EDIT : je 'ai retrouvé : il s'apelle classic update log.txt
Il est un peut buggé, mais a vrais dire, vu comment j'ai maltraité le disque dur, c'est un miracle qu'il sois encore présent... : 
le lien de download : 
http://s02.worldupload.net/4621333140316-WORLDUPLOAD-.txt

Franchement, c'est étrange...


----------



## crazy_c0vv (30 Mars 2012)

On en est à Lion (10.7) et je pense que Classic est bel et bien finit... depuis un moment.

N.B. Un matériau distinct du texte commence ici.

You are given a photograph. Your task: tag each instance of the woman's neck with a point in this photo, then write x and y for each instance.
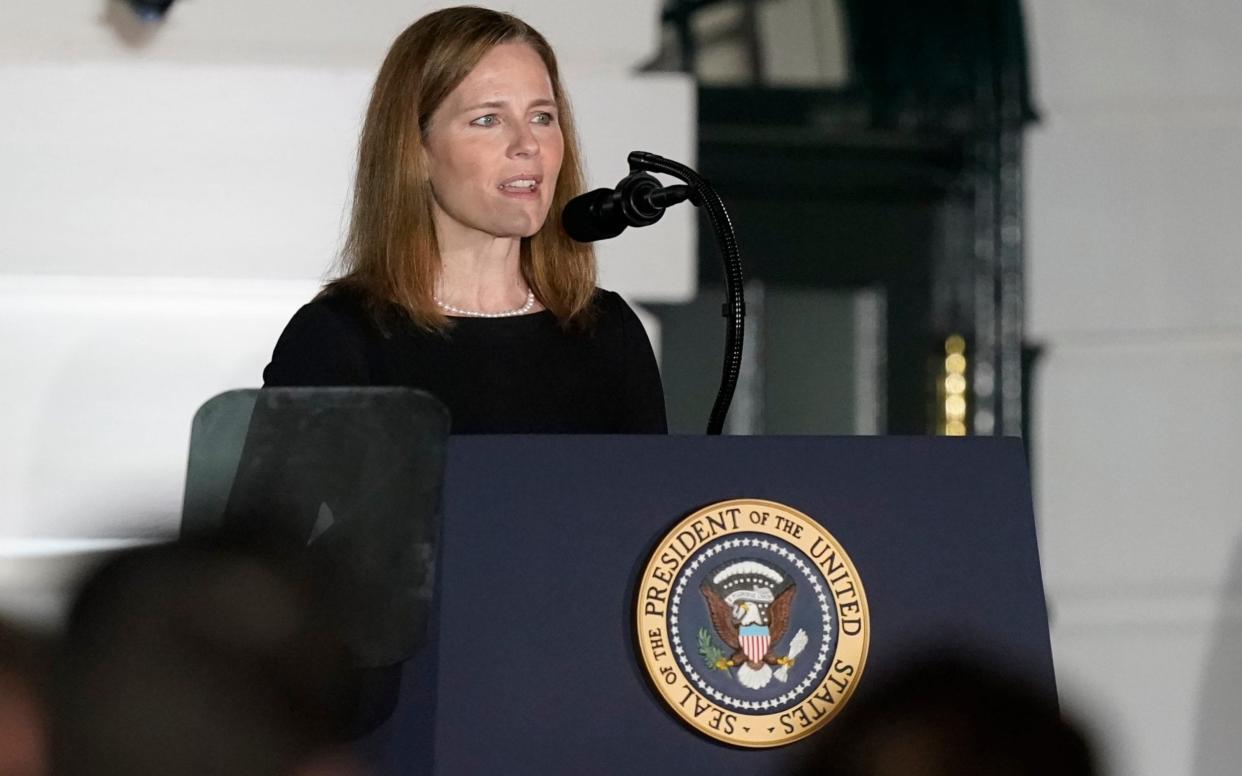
(481, 272)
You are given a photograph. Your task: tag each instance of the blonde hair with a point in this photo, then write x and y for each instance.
(391, 253)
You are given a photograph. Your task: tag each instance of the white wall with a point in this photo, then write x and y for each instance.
(172, 194)
(1134, 277)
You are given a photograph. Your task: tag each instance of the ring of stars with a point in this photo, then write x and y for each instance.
(807, 571)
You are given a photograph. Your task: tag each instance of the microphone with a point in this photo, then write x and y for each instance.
(637, 200)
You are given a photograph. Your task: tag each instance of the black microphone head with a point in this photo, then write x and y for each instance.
(589, 216)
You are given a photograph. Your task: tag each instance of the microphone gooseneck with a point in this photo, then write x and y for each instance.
(640, 200)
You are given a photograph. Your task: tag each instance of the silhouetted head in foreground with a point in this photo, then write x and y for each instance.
(22, 709)
(190, 661)
(945, 717)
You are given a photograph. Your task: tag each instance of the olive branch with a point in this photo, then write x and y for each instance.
(712, 654)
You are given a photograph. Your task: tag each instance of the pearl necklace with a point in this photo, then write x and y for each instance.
(521, 311)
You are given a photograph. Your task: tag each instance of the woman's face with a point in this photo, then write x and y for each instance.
(494, 147)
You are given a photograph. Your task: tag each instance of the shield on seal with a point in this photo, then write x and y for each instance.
(754, 641)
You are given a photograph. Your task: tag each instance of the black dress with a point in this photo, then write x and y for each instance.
(497, 375)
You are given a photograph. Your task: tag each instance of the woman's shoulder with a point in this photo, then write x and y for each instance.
(326, 343)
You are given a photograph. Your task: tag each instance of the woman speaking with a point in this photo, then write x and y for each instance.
(456, 281)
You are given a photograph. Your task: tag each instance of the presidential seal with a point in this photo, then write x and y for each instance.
(752, 622)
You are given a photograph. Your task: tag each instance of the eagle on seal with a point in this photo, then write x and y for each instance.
(749, 631)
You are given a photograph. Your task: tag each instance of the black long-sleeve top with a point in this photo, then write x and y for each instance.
(523, 374)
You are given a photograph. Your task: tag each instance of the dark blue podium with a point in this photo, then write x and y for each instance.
(533, 664)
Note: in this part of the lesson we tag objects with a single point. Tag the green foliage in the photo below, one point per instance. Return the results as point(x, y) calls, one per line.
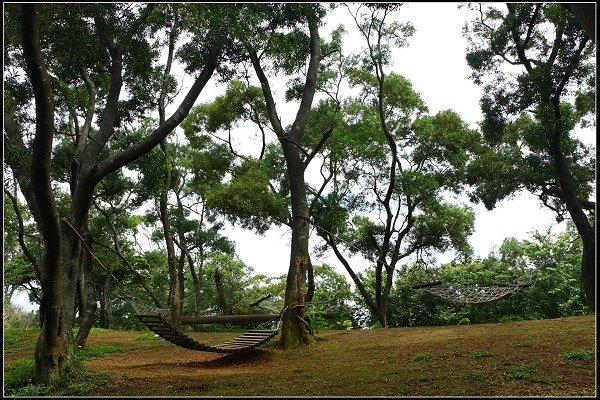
point(14, 316)
point(18, 379)
point(247, 198)
point(527, 59)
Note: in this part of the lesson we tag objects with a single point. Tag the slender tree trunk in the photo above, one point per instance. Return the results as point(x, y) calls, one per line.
point(221, 298)
point(108, 319)
point(87, 307)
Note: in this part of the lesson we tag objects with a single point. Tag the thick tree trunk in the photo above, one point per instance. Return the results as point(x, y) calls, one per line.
point(295, 330)
point(584, 228)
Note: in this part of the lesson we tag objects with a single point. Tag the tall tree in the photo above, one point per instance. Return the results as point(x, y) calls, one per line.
point(294, 331)
point(106, 51)
point(391, 166)
point(537, 67)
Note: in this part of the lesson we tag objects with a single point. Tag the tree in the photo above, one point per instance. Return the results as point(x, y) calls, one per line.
point(391, 166)
point(78, 60)
point(530, 111)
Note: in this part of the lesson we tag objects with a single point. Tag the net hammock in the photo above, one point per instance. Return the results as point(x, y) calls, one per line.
point(470, 294)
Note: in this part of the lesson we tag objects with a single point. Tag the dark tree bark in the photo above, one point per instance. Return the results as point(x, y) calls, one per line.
point(87, 303)
point(51, 353)
point(295, 330)
point(60, 268)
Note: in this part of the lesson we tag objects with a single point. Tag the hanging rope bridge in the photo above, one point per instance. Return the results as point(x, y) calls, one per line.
point(470, 294)
point(157, 320)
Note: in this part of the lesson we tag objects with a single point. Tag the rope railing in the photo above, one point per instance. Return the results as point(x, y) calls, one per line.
point(470, 294)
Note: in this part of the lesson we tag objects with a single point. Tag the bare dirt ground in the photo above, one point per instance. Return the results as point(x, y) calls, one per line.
point(523, 358)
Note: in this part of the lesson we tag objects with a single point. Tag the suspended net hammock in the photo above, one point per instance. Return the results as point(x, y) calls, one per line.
point(470, 294)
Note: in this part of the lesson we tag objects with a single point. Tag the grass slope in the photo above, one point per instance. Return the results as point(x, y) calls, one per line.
point(526, 358)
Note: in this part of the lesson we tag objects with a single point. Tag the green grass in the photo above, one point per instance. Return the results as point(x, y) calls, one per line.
point(525, 371)
point(421, 357)
point(525, 358)
point(475, 355)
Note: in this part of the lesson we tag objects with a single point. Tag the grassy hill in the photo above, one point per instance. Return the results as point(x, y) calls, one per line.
point(525, 358)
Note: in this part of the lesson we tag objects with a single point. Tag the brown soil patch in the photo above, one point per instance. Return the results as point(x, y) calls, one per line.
point(475, 360)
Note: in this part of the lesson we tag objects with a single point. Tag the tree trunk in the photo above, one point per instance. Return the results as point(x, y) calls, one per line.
point(295, 330)
point(87, 306)
point(569, 196)
point(221, 298)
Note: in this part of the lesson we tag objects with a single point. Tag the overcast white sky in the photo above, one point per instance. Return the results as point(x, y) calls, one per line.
point(435, 63)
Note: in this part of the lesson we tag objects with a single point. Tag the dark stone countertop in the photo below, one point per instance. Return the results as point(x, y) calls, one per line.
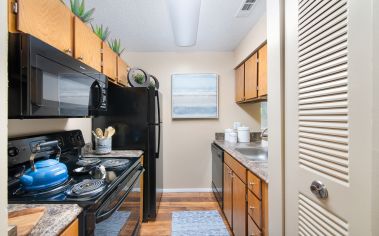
point(56, 219)
point(260, 168)
point(115, 153)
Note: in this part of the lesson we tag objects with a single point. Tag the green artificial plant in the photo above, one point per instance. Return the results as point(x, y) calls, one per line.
point(101, 32)
point(115, 44)
point(78, 8)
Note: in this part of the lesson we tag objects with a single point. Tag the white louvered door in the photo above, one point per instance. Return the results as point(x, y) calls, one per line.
point(327, 126)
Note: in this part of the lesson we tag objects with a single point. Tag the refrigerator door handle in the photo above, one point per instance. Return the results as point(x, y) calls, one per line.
point(159, 141)
point(158, 106)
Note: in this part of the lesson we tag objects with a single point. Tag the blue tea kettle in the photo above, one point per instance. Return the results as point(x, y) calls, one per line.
point(45, 173)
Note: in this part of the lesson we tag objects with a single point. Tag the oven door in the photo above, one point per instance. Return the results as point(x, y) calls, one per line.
point(218, 173)
point(121, 213)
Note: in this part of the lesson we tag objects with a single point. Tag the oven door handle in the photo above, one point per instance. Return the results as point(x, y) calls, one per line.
point(107, 214)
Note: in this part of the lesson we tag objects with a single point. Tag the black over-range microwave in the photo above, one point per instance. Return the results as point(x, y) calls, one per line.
point(46, 83)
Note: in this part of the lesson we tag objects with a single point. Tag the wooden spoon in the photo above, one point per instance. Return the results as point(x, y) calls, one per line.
point(111, 131)
point(99, 133)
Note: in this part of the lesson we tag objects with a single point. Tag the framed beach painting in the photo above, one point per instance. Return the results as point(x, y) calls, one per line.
point(194, 96)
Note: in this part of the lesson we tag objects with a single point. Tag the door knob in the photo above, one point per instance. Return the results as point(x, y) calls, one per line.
point(319, 189)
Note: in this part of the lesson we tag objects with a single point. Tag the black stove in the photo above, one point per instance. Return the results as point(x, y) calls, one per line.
point(99, 185)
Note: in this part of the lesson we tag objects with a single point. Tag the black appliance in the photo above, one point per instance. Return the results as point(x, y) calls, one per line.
point(45, 82)
point(135, 114)
point(107, 187)
point(218, 173)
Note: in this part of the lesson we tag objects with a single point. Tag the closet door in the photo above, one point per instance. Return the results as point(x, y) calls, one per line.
point(328, 117)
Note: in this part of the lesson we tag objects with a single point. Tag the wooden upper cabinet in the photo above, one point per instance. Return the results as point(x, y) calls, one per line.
point(122, 72)
point(228, 194)
point(251, 77)
point(87, 45)
point(240, 83)
point(109, 66)
point(239, 207)
point(262, 71)
point(47, 20)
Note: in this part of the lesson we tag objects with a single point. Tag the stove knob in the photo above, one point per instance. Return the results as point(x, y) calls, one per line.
point(13, 151)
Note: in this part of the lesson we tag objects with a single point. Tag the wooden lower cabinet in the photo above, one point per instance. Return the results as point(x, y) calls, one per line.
point(239, 206)
point(72, 229)
point(252, 228)
point(228, 191)
point(245, 200)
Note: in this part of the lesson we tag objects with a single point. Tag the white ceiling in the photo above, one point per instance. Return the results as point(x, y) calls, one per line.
point(144, 25)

Peut-être, mais ici, on est dans un forum consacré à Classic et aux vieux Mac, donc, à l'avenir, ce genre de réflexion, tu peux les garder pour toi, merci !


----------



## groudon41 (30 Mars 2012)

groudon41 a dit:


> ...
> est-ce resté au stade de rumeur ou a-t-elle été mise au jour ?
> 
> si non , qu'auriez-vous pensé d'une éventuelle version comme : quel exigence auriez-vous émise , quel amélioration , ETC ...
> ...


je parle au passé...
py écrire a cette heure pur dire ca, c'est nul de ta part. *->* Décalage horaire, ça te dit quelque chose ? 23H30 à Paris, ça doit faire 16H30 ou 17H30 à Montréal  
je parle au fan de classic.


----------



## iMacounet (31 Mars 2012)

Je n'avais jamais entendu parler de cette version là... Je vais faire des recherches dessus tiens!


----------



## Pascal 77 (31 Mars 2012)

iMacounet a dit:


> Je n'avais jamais entendu parler de cette version là... Je vais faire des recherches dessus tiens!



Ne te fatigue pas, elle existe bel et bien, mais ça n'est pas ce à quoi toi et Groudon41 pensez.

Si, sur un Mac capable de démarrer sous OS 9, tu installes Mac OS 9.2.2 d'abord, puis Mac OS X 10.x (avec x = de 0 à 4) ensuite, et enfin que tu désigne le système 9.2.2 précédemment installé comme "environnement Classic", alors, Mac OS X va y ajouter le nécessaire pour que ce "système Mac OS 9" devienne un système "Classic". C'est cet ajout, qui est mis à jour en version 9.5, pas "Mac OS 9", qui lui, reste bien en version 9.2.2 (ou en version 9.2.1, ou en 9.2, ou en 9.1, selon le cas, puisque toutes les versions de Mac OS 9 de la 9.1 à la 9.2.2 peuvent servir d'environnement "Classic") !


----------



## groudon41 (31 Mars 2012)

a okay.
merci, ca faisais un sujet de discutions
Pourtant, dans le log de l'update de classic ( voir plus haut pour le lien de DL de ce fameux fichier.txt), il dit que : 


			
				Classic Update Log.txt  a dit:
			
		

> "Classic" was updated from version FU1-9.2.2 to FU1-9.5.0



9.2.2 étant la version installé sur l'imac g4 en question, pourquoi dit-il qu'il met a jour  9.2.2 pour le passer en 9.5.0(en plus, y'a un .0, c'est p'tet signe d'une possible version supérieure)c'est ca le truc pas logique... 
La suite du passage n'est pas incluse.